En rançonnent des médias afghans, les Talibans prennent en otages l’information indépendante
Depuis des mois, dans plusieurs provinces d’Afghanistan, en plus des menaces régulières proférées contre les médias, les Talibans imposent à ces derniers l’obligation de payer des taxes arbitraires qui s’apparent à des rançons.
Le 19 décembre 2017, Ahmad Farid Omari, directeur de la télévision privée Ghaznavian, a déclaré : « Au début du printemps, les Taliban nous ont contactés par téléphone et nous ont réclamé 400,000 afghanis ( l’équivalent de 25000 euros), nous disant que c’était l’impôt imposé désormais aux médias dans tout le pays. Après plusieurs rappels et menaces, nous avons payé.»

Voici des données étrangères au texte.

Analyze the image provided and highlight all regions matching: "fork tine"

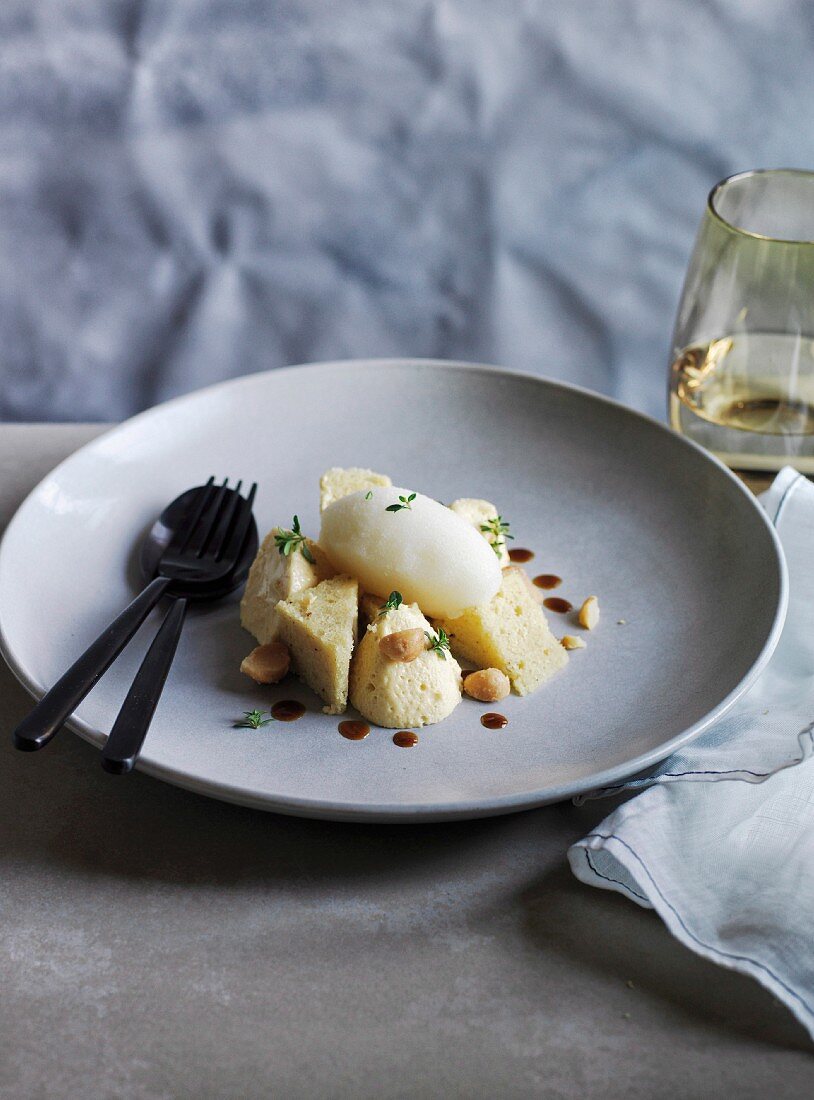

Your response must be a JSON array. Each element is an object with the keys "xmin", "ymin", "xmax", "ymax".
[
  {"xmin": 218, "ymin": 482, "xmax": 257, "ymax": 565},
  {"xmin": 164, "ymin": 477, "xmax": 215, "ymax": 555},
  {"xmin": 204, "ymin": 479, "xmax": 243, "ymax": 561},
  {"xmin": 187, "ymin": 478, "xmax": 231, "ymax": 558}
]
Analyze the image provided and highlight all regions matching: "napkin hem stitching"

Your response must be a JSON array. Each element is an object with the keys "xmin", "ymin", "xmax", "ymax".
[
  {"xmin": 586, "ymin": 831, "xmax": 814, "ymax": 1020},
  {"xmin": 582, "ymin": 766, "xmax": 779, "ymax": 798},
  {"xmin": 577, "ymin": 725, "xmax": 814, "ymax": 800},
  {"xmin": 583, "ymin": 847, "xmax": 648, "ymax": 902}
]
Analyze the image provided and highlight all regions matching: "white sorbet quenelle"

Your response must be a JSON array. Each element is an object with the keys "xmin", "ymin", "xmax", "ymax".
[{"xmin": 319, "ymin": 487, "xmax": 502, "ymax": 618}]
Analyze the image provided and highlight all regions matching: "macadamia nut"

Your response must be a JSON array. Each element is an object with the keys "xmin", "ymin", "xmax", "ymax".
[
  {"xmin": 463, "ymin": 668, "xmax": 511, "ymax": 703},
  {"xmin": 378, "ymin": 628, "xmax": 426, "ymax": 663},
  {"xmin": 240, "ymin": 641, "xmax": 291, "ymax": 684},
  {"xmin": 578, "ymin": 596, "xmax": 600, "ymax": 630}
]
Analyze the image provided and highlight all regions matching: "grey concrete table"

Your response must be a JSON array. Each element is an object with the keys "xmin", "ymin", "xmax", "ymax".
[{"xmin": 1, "ymin": 425, "xmax": 811, "ymax": 1100}]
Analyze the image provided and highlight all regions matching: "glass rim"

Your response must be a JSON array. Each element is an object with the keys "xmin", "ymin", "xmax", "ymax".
[{"xmin": 707, "ymin": 168, "xmax": 814, "ymax": 245}]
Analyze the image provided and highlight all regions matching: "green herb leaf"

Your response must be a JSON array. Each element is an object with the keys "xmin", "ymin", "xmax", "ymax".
[
  {"xmin": 234, "ymin": 709, "xmax": 274, "ymax": 729},
  {"xmin": 424, "ymin": 627, "xmax": 451, "ymax": 660},
  {"xmin": 385, "ymin": 492, "xmax": 416, "ymax": 513},
  {"xmin": 365, "ymin": 490, "xmax": 373, "ymax": 500},
  {"xmin": 480, "ymin": 514, "xmax": 514, "ymax": 556},
  {"xmin": 378, "ymin": 591, "xmax": 403, "ymax": 616},
  {"xmin": 274, "ymin": 516, "xmax": 315, "ymax": 563}
]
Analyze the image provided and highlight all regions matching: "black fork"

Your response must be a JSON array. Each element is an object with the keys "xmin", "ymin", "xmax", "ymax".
[{"xmin": 13, "ymin": 478, "xmax": 257, "ymax": 754}]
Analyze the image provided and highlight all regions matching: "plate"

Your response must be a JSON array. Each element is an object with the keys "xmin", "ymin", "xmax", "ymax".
[{"xmin": 0, "ymin": 361, "xmax": 787, "ymax": 822}]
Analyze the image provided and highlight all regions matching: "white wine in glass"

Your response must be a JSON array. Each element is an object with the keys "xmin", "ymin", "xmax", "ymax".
[{"xmin": 669, "ymin": 170, "xmax": 814, "ymax": 473}]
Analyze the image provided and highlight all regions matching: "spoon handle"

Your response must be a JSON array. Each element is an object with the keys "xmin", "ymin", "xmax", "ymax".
[
  {"xmin": 100, "ymin": 596, "xmax": 188, "ymax": 775},
  {"xmin": 12, "ymin": 576, "xmax": 172, "ymax": 752}
]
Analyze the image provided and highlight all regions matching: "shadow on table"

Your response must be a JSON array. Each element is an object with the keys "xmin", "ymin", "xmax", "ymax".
[
  {"xmin": 4, "ymin": 667, "xmax": 811, "ymax": 1056},
  {"xmin": 1, "ymin": 677, "xmax": 575, "ymax": 888},
  {"xmin": 517, "ymin": 861, "xmax": 813, "ymax": 1053}
]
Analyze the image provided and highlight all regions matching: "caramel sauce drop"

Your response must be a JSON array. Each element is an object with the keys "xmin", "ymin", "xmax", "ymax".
[
  {"xmin": 271, "ymin": 700, "xmax": 306, "ymax": 722},
  {"xmin": 543, "ymin": 597, "xmax": 572, "ymax": 613},
  {"xmin": 533, "ymin": 574, "xmax": 562, "ymax": 590},
  {"xmin": 481, "ymin": 713, "xmax": 508, "ymax": 730},
  {"xmin": 508, "ymin": 548, "xmax": 535, "ymax": 563},
  {"xmin": 393, "ymin": 730, "xmax": 419, "ymax": 748},
  {"xmin": 339, "ymin": 720, "xmax": 370, "ymax": 741}
]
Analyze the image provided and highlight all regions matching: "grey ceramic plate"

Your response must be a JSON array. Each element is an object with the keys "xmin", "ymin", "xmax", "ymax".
[{"xmin": 0, "ymin": 360, "xmax": 787, "ymax": 821}]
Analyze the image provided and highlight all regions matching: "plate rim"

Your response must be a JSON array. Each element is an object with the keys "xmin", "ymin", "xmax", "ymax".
[{"xmin": 0, "ymin": 358, "xmax": 789, "ymax": 821}]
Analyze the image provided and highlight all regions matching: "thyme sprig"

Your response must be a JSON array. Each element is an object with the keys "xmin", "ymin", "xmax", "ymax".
[
  {"xmin": 424, "ymin": 627, "xmax": 451, "ymax": 660},
  {"xmin": 386, "ymin": 493, "xmax": 416, "ymax": 513},
  {"xmin": 378, "ymin": 591, "xmax": 403, "ymax": 616},
  {"xmin": 274, "ymin": 515, "xmax": 315, "ymax": 564},
  {"xmin": 480, "ymin": 514, "xmax": 514, "ymax": 557},
  {"xmin": 234, "ymin": 709, "xmax": 274, "ymax": 729}
]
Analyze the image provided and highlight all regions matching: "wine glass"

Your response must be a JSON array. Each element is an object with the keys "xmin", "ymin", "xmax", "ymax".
[{"xmin": 669, "ymin": 168, "xmax": 814, "ymax": 473}]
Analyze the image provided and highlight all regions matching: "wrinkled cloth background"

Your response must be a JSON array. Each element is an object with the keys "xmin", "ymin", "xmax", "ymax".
[{"xmin": 2, "ymin": 0, "xmax": 813, "ymax": 422}]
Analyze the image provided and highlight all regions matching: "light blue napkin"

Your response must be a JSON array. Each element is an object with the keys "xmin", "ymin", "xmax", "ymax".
[{"xmin": 570, "ymin": 467, "xmax": 814, "ymax": 1041}]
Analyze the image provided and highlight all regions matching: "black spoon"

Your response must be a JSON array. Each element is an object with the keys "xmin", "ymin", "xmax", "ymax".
[
  {"xmin": 138, "ymin": 484, "xmax": 259, "ymax": 601},
  {"xmin": 99, "ymin": 484, "xmax": 260, "ymax": 774},
  {"xmin": 12, "ymin": 480, "xmax": 258, "ymax": 755}
]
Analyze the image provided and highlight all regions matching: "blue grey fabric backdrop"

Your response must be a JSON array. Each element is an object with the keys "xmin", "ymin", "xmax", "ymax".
[{"xmin": 2, "ymin": 1, "xmax": 812, "ymax": 422}]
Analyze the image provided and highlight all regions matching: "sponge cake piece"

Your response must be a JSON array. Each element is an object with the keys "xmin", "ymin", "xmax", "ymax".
[
  {"xmin": 319, "ymin": 467, "xmax": 391, "ymax": 512},
  {"xmin": 435, "ymin": 566, "xmax": 567, "ymax": 695},
  {"xmin": 275, "ymin": 575, "xmax": 359, "ymax": 714},
  {"xmin": 359, "ymin": 590, "xmax": 386, "ymax": 625},
  {"xmin": 240, "ymin": 527, "xmax": 334, "ymax": 644}
]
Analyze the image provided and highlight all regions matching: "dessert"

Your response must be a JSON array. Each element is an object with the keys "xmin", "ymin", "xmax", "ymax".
[
  {"xmin": 240, "ymin": 522, "xmax": 333, "ymax": 644},
  {"xmin": 239, "ymin": 466, "xmax": 595, "ymax": 733},
  {"xmin": 274, "ymin": 575, "xmax": 359, "ymax": 714},
  {"xmin": 359, "ymin": 590, "xmax": 387, "ymax": 626},
  {"xmin": 319, "ymin": 467, "xmax": 391, "ymax": 512},
  {"xmin": 448, "ymin": 498, "xmax": 511, "ymax": 566},
  {"xmin": 434, "ymin": 566, "xmax": 567, "ymax": 695},
  {"xmin": 349, "ymin": 601, "xmax": 462, "ymax": 728},
  {"xmin": 319, "ymin": 486, "xmax": 501, "ymax": 618}
]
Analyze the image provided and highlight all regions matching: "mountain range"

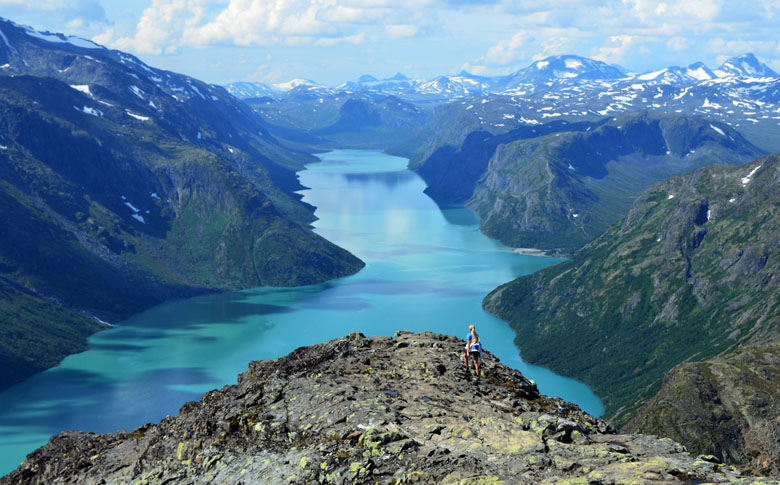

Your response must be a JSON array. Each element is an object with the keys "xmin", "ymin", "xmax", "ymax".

« Depuis trois mois, les Talibans demandent aux médias leur chiffre d’affaires pour évaluer de nouveaux impôts qu’ils devraient payer et après ils leur envoient des lettres de menaces et des avertissements pour qu’ils s'exécutent”, confirme Mohammad Aref Noori, responsable de l’Union des journalistes et des médias de la province de Ghazni.

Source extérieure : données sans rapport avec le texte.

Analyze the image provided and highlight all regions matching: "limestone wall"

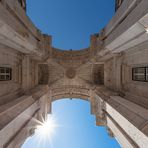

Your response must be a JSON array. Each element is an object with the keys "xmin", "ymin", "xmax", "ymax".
[
  {"xmin": 104, "ymin": 41, "xmax": 148, "ymax": 108},
  {"xmin": 122, "ymin": 42, "xmax": 148, "ymax": 108},
  {"xmin": 0, "ymin": 45, "xmax": 22, "ymax": 99},
  {"xmin": 0, "ymin": 46, "xmax": 40, "ymax": 107}
]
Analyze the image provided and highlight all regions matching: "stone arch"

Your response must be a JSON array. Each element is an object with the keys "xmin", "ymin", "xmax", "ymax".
[
  {"xmin": 47, "ymin": 86, "xmax": 107, "ymax": 127},
  {"xmin": 50, "ymin": 86, "xmax": 91, "ymax": 102}
]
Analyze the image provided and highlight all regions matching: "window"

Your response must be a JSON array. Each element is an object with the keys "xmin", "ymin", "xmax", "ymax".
[
  {"xmin": 0, "ymin": 67, "xmax": 12, "ymax": 81},
  {"xmin": 132, "ymin": 67, "xmax": 148, "ymax": 82}
]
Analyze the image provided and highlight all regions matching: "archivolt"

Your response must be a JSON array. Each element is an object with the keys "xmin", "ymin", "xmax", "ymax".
[{"xmin": 50, "ymin": 85, "xmax": 91, "ymax": 102}]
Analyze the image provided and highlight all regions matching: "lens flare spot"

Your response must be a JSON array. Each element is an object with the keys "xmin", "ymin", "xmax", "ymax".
[{"xmin": 36, "ymin": 115, "xmax": 58, "ymax": 139}]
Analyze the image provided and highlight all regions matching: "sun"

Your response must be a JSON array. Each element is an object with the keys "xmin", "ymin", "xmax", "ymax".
[{"xmin": 35, "ymin": 115, "xmax": 58, "ymax": 140}]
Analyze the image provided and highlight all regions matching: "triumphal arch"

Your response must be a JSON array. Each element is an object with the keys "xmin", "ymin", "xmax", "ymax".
[{"xmin": 0, "ymin": 0, "xmax": 148, "ymax": 147}]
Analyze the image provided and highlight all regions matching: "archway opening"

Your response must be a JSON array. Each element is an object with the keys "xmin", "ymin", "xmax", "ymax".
[{"xmin": 22, "ymin": 98, "xmax": 120, "ymax": 148}]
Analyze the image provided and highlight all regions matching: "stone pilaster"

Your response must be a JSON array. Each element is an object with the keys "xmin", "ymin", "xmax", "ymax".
[
  {"xmin": 22, "ymin": 55, "xmax": 31, "ymax": 91},
  {"xmin": 105, "ymin": 96, "xmax": 148, "ymax": 148}
]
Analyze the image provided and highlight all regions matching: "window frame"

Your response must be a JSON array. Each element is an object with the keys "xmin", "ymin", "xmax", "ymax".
[
  {"xmin": 132, "ymin": 67, "xmax": 148, "ymax": 82},
  {"xmin": 0, "ymin": 67, "xmax": 12, "ymax": 81}
]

La télé Ghaznavian n’est pas l’unique victime de ces demandes de rançon. Depuis le printemps dernier, les Talibans ont demandé à plusieurs médias, parmi lesquelles les radios Killid, et Sama, leurs chiffres d’affaires pour calculer le montant de leur impôt.
Les responsables de ces médias affirment qu’ils ont averti dès le début les autorités locales et nationales. De leur côté, les autorités affirment que les responsables des médias ne voulaient pas donner toutes les preuves de ces menaces pour trouver et poursuivre les auteurs. Ils insiste également sur le fait que la situation est sous contrôle et qu’elles peuvent assurer la sécurité de ces médias.
«Face à cette situation, la protection des médias et des journalistes doit être une priorité pour les autorités afghanes, déclare Reza Moini, responsable du bureau Iran/Afghanistan de Reporters sans frontières. Les Talibans sont des ennemis de la presse et leur objectif est de créer des trous noirs de l’information. Il faut que les médias et les autorités trouvent ensemble une solution pour mettre fin à ces rançons et cette prise d’otage de l’information. »
L’insécurité se dégrade en effet de jour en jour. Les autorités ont proposé de renforcer la sécurité des locaux des médias. Certes, cela peut être efficace mais a un inconvénient, celui de couper les médias du terrain. Par ailleurs, l’expérience montre que cette de protection est inefficace dans les petites villes. La cible n’est pas uniquement le siège des médias mais les journalistes et collaborateurs eux-mêmes.
Très critique vis-à-vis des autorités pour leur inaction, Ahmad Farid Omari explique qu’il a payé pour protéger sa vie et celle de ses 18 collaborateurs et parce qu’il n’avait pas l’assurance que les forces de l’ordre allaient garantir leur sécurité.
A cause de ses révélations, ce journaliste est aujourd’hui menacé par les Talibans mais aussi par les autorités qui l’accusent de “collaboration avec l’ennemi”.
Depuis neuf mois, les médias sont sous pression, radio Killide a réduit drastiquement ses effectifs et Radio Sama est en difficultés économique.
“Nous avons décidé ne pas payer ces rançons, nous avons également informé les autorités de ces menaces qui pèsent contre la radio et nos collègues sur place, mais elles n’ont rien fait. Désormais, on diffuse nos mission par satellite mais seulement avec deux techniciens, 16 autres collègues sont en chômage ! Et on ne peut pas couvrir les info locales”, explique à RSF Najiba Ayubi, directrice du Killid Group.
Selon des informations recueillies par RSF, d’autres médias auraient payé des rançons. De son côté, Zabiollah Mojaeh, le porte-parole des Talibans, a également confirmé qu’ils ont reçu ces impôts. En réalité, le gouvernement n’a pas le contrôle total sur les villes et villages de la région.